I knew these redfish would be in the flooded grass, so I decided to switch up my tactics and tie on the Skinny Water Lures wake bait. I was hoping the vibration and noise from the wake bait would draw these fish out of the grass and produce more strikes. And boy, was I right! After making several casts parallel to the grass, BAM! A perfect 27-inch redfish shot out of the grass and hammered the wake bait like a NFL linebacker.

The fish put up an epic fight, swimming in and out of the grass and around my kayak. After what felt like an eternity, I finally got it in the net and released it back into the wild. One fish down, our goal was to find one more to take us to two fish between 18-27 inches.

I continued to work the flooded grass, making several more casts before finally getting another bite. This fish felt like another upper-slot redfish by the way it was fighting. But just as I thought I had it beat, it broke free and cut my line. I sat there in disbelief, wondering what could have been if I had held on.

As I began to paddle into another spot, I noticed another tailing redfish belly-crawling through the mud. I decided to push pole my kayak through 3 inches of water to try and sight cast this fish. After several minutes of battling through the mud, I finally got close enough to make a cast with a suspending twitch bait.

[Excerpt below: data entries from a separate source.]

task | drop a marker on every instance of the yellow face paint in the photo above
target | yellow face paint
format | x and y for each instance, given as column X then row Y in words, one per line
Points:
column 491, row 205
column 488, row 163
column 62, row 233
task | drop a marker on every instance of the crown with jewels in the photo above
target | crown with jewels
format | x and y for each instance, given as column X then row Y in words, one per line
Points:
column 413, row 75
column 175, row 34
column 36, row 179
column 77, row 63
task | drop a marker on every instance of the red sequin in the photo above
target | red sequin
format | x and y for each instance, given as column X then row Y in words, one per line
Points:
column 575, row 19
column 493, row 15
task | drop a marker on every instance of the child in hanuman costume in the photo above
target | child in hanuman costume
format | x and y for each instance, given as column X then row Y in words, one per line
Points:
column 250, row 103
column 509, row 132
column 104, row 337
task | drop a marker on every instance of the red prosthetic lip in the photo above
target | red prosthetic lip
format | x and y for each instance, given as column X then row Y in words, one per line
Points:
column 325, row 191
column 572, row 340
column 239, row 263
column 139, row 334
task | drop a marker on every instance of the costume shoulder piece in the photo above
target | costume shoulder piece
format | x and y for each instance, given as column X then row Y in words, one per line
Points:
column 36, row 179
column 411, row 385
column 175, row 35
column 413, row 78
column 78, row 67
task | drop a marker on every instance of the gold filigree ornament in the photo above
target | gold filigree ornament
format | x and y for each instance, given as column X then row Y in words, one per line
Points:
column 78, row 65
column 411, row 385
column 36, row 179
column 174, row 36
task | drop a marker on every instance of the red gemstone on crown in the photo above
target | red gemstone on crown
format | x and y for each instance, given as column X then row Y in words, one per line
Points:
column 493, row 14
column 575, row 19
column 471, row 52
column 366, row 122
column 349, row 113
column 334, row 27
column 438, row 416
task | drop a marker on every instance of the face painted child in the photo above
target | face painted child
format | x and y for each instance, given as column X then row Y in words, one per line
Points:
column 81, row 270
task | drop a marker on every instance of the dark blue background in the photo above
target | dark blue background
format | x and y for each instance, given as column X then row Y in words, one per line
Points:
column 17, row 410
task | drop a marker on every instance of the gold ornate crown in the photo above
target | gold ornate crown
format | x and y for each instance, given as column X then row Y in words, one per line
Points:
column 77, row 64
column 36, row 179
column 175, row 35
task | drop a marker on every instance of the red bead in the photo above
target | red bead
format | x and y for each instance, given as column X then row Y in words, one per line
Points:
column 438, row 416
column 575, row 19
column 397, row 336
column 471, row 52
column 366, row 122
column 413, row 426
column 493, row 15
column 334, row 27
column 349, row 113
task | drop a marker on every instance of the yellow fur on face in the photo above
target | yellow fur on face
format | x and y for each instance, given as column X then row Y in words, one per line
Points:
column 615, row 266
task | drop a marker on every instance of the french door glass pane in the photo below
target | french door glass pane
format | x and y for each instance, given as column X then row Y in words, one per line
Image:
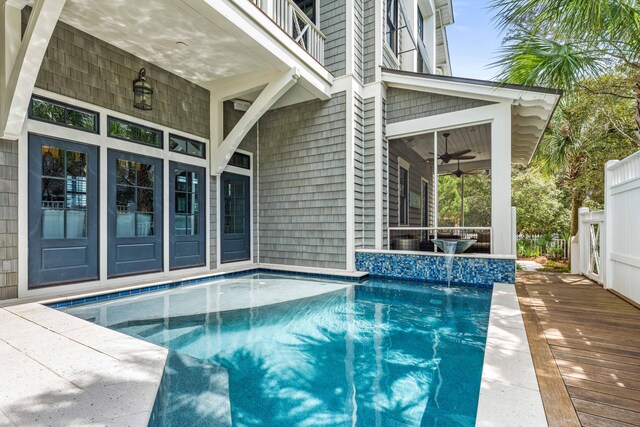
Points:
column 63, row 193
column 186, row 202
column 134, row 199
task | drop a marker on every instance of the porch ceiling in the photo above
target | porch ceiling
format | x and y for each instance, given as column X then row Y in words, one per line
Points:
column 200, row 40
column 172, row 35
column 531, row 107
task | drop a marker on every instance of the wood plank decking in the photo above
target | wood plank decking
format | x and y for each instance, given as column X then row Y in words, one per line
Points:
column 585, row 344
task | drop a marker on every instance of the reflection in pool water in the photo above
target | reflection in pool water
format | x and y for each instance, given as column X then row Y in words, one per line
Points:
column 377, row 354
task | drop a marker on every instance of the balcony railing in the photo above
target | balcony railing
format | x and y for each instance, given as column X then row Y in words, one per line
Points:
column 296, row 24
column 421, row 238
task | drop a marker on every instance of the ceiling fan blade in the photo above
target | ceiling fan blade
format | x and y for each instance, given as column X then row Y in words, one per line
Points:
column 460, row 153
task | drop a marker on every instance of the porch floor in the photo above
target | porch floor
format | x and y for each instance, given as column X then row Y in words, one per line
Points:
column 585, row 347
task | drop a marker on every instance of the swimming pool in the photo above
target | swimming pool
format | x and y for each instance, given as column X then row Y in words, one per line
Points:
column 273, row 350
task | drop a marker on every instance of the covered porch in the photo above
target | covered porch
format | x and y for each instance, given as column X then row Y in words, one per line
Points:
column 451, row 145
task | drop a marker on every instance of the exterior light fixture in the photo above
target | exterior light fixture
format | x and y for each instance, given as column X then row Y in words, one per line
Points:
column 142, row 92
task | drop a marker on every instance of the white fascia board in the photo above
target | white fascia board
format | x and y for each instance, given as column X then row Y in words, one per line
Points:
column 267, row 33
column 462, row 118
column 16, row 90
column 468, row 90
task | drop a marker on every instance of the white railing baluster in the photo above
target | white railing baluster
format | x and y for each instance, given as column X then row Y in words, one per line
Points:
column 288, row 16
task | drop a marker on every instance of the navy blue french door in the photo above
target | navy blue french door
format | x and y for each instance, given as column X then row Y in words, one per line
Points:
column 134, row 214
column 187, row 220
column 63, row 211
column 235, row 217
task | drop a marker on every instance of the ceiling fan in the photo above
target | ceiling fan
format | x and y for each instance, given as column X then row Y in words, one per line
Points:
column 446, row 157
column 460, row 173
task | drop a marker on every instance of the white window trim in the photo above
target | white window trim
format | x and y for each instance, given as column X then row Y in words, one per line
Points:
column 104, row 143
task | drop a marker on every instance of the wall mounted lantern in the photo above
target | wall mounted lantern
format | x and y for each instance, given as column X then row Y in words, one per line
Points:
column 142, row 92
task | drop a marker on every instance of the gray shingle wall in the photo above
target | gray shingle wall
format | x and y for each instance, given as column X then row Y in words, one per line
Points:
column 369, row 41
column 369, row 173
column 358, row 161
column 83, row 67
column 418, row 169
column 409, row 105
column 303, row 184
column 358, row 46
column 8, row 219
column 333, row 26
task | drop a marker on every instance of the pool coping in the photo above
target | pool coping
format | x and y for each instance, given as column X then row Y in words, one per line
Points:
column 509, row 388
column 143, row 286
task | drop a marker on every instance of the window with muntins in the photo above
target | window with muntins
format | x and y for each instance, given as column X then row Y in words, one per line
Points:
column 134, row 199
column 392, row 25
column 187, row 146
column 186, row 208
column 308, row 7
column 61, row 114
column 64, row 194
column 122, row 129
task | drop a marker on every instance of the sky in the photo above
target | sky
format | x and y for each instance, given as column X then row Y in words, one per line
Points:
column 473, row 40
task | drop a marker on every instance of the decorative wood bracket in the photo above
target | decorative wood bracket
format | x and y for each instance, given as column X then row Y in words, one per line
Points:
column 221, row 155
column 21, row 59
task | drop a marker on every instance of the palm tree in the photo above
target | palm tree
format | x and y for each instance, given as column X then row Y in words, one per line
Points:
column 569, row 44
column 561, row 42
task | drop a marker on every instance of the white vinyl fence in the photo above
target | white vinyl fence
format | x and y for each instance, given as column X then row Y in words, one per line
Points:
column 607, row 247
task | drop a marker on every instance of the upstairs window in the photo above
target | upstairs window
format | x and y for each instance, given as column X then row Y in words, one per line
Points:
column 392, row 25
column 309, row 8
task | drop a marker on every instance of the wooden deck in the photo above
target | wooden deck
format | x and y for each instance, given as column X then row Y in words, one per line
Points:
column 585, row 344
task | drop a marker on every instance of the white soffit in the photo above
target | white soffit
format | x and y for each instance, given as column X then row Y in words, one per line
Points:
column 171, row 35
column 531, row 107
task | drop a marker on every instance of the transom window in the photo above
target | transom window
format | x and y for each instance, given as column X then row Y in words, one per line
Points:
column 183, row 145
column 62, row 114
column 308, row 7
column 122, row 129
column 186, row 208
column 134, row 199
column 64, row 194
column 240, row 160
column 392, row 25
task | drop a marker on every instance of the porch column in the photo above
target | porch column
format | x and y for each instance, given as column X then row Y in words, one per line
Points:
column 501, row 181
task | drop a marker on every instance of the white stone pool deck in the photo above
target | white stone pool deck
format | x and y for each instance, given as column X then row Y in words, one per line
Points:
column 509, row 393
column 61, row 370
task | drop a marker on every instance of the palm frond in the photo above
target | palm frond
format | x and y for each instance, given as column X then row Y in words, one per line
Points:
column 530, row 59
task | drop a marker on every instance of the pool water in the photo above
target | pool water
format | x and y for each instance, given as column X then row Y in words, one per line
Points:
column 380, row 353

The lure hit the water just past the redfish, and I made two twitching motions before it was game on! The redfish spotted it and attacked it like a bull, pulling away from me as I tried to reel it in. It was a battle of David and Goliath, with me trying to pull back against its incredible strength. But eventually, I managed to get it in the kayak and on the board.

I couldn’t believe it – I had just landed a 26-3/4-inch redfish. With almost two perfect fish, we were now in first place and ended up winning the tournament.

What helped us win this tournament was being able to watch and listen to my surroundings. Sometimes being able to look and listen will allow you to find those fish that are hiding just out of sight.